Don't re-write history.

WV = confated
What lefties say conservatives did with Tea Party attendance numbers.

phosphorious said...

"Phos phos -- you must not have been paying attention. Republican support for Bush was there, but was mixed as many conservatives (all?) thought Bush was spending too much money. One of the $$ programs -- a favorite of the Dems (Bush could be bi-partisan!) -- being the Medicare drug program.

Don't re-write history.
"

Ahhh, yes. . . it's liberals who are rewriting history.

So conservatives gave grudging support to Bush, holding their nose as they voted for him in 2004, because he violated their fiscal principles.

there was no blind enthusiasm and hero worship. . . no,no,no.

Sane, sober calculation was the very bedrock of the GOP and conservatism lo these many years.

How could I have missed it?

Just Lurking said...

John Lynch said:
"Worse, the protest mentality tends to radicalize people."

I agree. I would also add the following:

People can become radical when they feel they are given no other option.

I believe the more O and his supporters mock and marginalize the protesters, the bigger, and more radical, the crowds will become. Just compare the crowds from the spring tea parties to Saturday. And yet, even though Saturday's turnout surprised almost everyone, the mocking and accusations of racism continue.

Conspiracists think this is the plan all along; stir up unrest, radicalize the opposition so that O can usher in Marshall law. I'm not willing to go there. I think the administration's flawed response is due to the incompetence and hubris of O and the Dem leaders in congress.

Those who inhabit the self-approving, "reality-based" world can't believe that so-called racist red-necks could possibly have any legitimate complaints about the great and powerful O. They are out of touch and it shows.

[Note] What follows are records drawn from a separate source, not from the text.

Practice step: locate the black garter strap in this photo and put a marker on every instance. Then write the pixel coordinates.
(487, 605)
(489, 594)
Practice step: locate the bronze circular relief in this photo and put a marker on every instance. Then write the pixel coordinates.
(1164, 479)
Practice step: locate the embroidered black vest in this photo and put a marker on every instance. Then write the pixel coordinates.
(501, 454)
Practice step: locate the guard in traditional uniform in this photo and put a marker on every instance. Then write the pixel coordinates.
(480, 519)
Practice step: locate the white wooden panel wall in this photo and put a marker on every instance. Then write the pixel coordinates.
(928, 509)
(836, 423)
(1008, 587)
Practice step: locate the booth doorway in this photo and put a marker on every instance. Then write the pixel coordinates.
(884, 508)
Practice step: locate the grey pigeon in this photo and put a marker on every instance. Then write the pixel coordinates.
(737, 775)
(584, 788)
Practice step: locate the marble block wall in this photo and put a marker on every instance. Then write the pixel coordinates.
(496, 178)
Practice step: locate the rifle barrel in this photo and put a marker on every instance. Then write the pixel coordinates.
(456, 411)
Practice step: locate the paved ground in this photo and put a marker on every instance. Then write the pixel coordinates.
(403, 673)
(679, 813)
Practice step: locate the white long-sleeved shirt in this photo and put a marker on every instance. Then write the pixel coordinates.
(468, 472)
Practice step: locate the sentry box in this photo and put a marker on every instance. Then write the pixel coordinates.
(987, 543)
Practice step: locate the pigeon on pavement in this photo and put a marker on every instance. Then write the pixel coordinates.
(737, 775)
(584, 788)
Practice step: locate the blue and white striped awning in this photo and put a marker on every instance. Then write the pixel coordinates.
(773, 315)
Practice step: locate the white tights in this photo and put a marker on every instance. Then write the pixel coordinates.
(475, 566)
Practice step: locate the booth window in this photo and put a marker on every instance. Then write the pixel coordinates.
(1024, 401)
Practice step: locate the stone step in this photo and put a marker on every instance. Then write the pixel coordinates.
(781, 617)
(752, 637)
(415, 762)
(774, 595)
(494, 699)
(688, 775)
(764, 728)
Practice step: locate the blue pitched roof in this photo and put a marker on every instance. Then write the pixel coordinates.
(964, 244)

Ignorance is Bliss said...

Phosphorious said...

How could I have missed it?

Could it be because you head is up your ass?

I didn't like Bush supporting the prescription drug benefit, but I didn't protest because the alternative being pushed by the democrates was far worse.

Korla said...

A close-up of the fauxtograph.

Korla said...

Daniel sez:

>While there may have been a lot of people on the mall, it is incorrect to assume that they were all there for the teabag protest.

>http://politics.theatlantic.com/2009/09/the_other_912_rally.php

But, geez, please read your own links, dude. That "family reunion" was the day AFTER the tea party rally:

>On Saturday, tens of thousands of protesters thronged to the U.S. Capitol to angrily accuse President Obama of taking the country in the wrong direction.

>A day later, in the shadow of the Washington Monument, many participants at a much smaller gathering -- the 24th annual Black Family Reunion

Unless they showed up a day early, they were NOT there for a separate rally.